Calls for blood donations are common and a way for the public to help others. Even with advanced medical research, especially for individual components, there is still no substitute for human blood, which makes donations important.
Most people understand that donating blood makes a difference. Learning more about it can lead you to take the next step if you have been on the fence or are considering donating again, or even regularly.
#1: Blood Donations Save Lives
We’ve all heard this in the past and it’s a huge reason to choose to become a blood donor: there is always a demand and blood donations keep people alive both in emergency cases and as part of chronic conditions treatment.
Different types of donations require specific time commitments and not all will always be available at a given location or event. Donations of a single type of blood component rely on automated processes and normally return the other blood cells to you. Whole blood donations should be available, but contacting the place where you plan to donate is always a good idea! By doing so, you ensure you meet their eligibility criteria and learn what your options are!
Types of Blood Donations
- Whole Blood: Self-explanatory, this is the most flexible donation and can be used as-is or divided into these various components: red cells, platelets, and plasma.

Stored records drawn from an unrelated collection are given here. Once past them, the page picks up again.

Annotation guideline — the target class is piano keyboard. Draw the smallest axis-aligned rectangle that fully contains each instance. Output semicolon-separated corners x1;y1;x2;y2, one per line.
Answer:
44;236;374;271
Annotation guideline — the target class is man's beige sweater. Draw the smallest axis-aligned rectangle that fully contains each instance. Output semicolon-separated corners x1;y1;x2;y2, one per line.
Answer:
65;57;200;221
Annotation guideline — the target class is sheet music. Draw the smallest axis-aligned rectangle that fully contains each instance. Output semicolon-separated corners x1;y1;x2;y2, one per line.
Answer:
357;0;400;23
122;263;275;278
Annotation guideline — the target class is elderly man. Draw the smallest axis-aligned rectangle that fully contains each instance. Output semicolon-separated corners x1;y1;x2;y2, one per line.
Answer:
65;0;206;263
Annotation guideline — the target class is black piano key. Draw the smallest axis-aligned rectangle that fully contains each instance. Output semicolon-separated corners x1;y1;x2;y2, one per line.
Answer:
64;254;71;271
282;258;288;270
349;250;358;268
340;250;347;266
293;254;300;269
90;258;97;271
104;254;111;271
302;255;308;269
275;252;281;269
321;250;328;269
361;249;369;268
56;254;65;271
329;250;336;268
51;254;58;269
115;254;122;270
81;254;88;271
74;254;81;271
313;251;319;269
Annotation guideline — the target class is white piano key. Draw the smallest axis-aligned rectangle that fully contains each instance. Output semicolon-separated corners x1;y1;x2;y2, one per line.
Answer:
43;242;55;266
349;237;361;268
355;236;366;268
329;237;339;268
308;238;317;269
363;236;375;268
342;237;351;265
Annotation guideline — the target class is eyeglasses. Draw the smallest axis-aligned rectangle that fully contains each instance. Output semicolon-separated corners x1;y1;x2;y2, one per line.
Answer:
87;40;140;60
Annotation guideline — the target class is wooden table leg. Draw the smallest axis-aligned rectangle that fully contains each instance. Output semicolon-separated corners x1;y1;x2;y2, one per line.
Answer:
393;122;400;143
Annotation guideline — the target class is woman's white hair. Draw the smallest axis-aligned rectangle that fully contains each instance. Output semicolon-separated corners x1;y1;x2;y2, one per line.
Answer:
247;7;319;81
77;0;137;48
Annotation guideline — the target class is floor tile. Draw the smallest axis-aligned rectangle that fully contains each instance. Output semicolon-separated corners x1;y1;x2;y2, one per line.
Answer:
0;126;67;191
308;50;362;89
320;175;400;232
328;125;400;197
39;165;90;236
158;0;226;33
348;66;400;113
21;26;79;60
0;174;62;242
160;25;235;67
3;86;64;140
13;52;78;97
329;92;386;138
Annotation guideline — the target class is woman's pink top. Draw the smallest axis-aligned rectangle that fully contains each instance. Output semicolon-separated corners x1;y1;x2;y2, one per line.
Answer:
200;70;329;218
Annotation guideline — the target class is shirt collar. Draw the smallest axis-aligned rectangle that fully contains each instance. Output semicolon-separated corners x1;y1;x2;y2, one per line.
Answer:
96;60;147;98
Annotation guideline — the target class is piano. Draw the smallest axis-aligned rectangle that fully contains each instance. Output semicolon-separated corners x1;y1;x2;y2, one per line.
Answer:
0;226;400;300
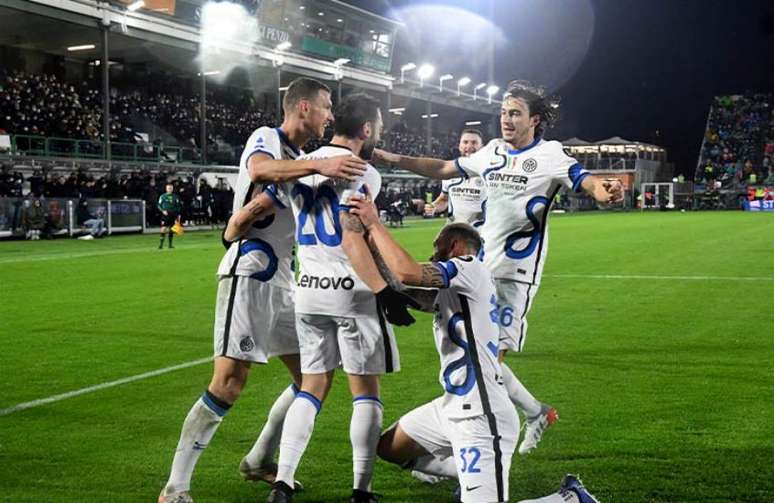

- Power Red: Red blood cells carry oxygen from the lungs to the rest of the body, and then bring carbon dioxide back for exhalation.
- Platelets: Their function is to form clots to stop bleeding.
- Plasma: A carrier of key components (proteins, immunoglobulins, electrolytes), plasma helps transport waste and regulate body temperature.
#2: Blood Is Required for Various Types of Patients
Blood transfusions are crucial in medical care, and their use goes beyond people suffering traumatic injuries or undergoing surgeries. These alone are reasons to donate blood and cater to a wide range of individuals, but blood donations also come into play in other types of situations:
- Cancer (including but not limited to leukemia and other blood-targeting cancers)
- Blood Disorders (such as sickle cell disease, malaria, hemophilia, deep venous thrombosis)
- Transplants (to help with graft survival depending on the type of transplant)
- Major burn injuries (to maintain blood pressure and other organ function)
- Chronic diseases (as part of ongoing treatment and/or to prevent complications)
#3: Few Eligible Donors Donate Their Blood
Beyond being in generally good health, there are several eligibility criteria to donate blood, such as those listed by the American Red Cross. For example, the World Health Organization indicates that individuals who are anemic, taking certain medications or illegal drugs, and/or have or are at risk of sexually transmitted diseases and infections are not eligible blood donors. Familiarizing yourself with blood donation requirements is important and will likely make you realize that you are a good candidate even if you previously believed you weren’t.
Various studies show that only a fraction of potential donors give their blood, so by choosing to do it, you are in the generous minority. Any blood donation makes a difference as all blood types are needed, but those from specific groups are in more demand. For example, AB plasma donations are important because the AB blood group is the universal plasma donor, as well as whole blood or Power Red ones from people of African descent because they are ideal donors for individuals suffering from sickle cell disease.
#4: It Can Be a One-Time Event or a Recurring Donation
You can donate blood once in your life or multiple times a year. Depending on the type of donations you wish to make, there are specific schedules and limits per year. For example, you can make whole blood donations every eight weeks. No matter the time, you can donate your blood more than once in your life!
A single donation can help between one to three persons, but blood has a limited shelf life, which adds to the constant demand to ensure well-supplied stocks.
Shelf Life of Blood Donations
- Whole Blood: up to 42 days
- Power Red: up to 42 days
- Platelets: up 5 days (with current research looking to increase it to 7 days)
- Plasma: depends on its usage (generally frozen and stored up to a year or more depending on the method)
#5: There Are Benefits for the Donor
- Giving back to the community: Donating blood is a compassionate gift you can offer and will always help, fostering a sense of belonging.
- Promotes Well-Being: It can reduce stress and can be a great way to make time for yourself while helping others.
- Free Mini Health Checkup: Before donating, you get a short physical examination (body temperature, heart rate, blood pressure) and a blood test that can identify iron and hemoglobin levels. If something crops up during this checkup, you now have the information needed to consult your doctor.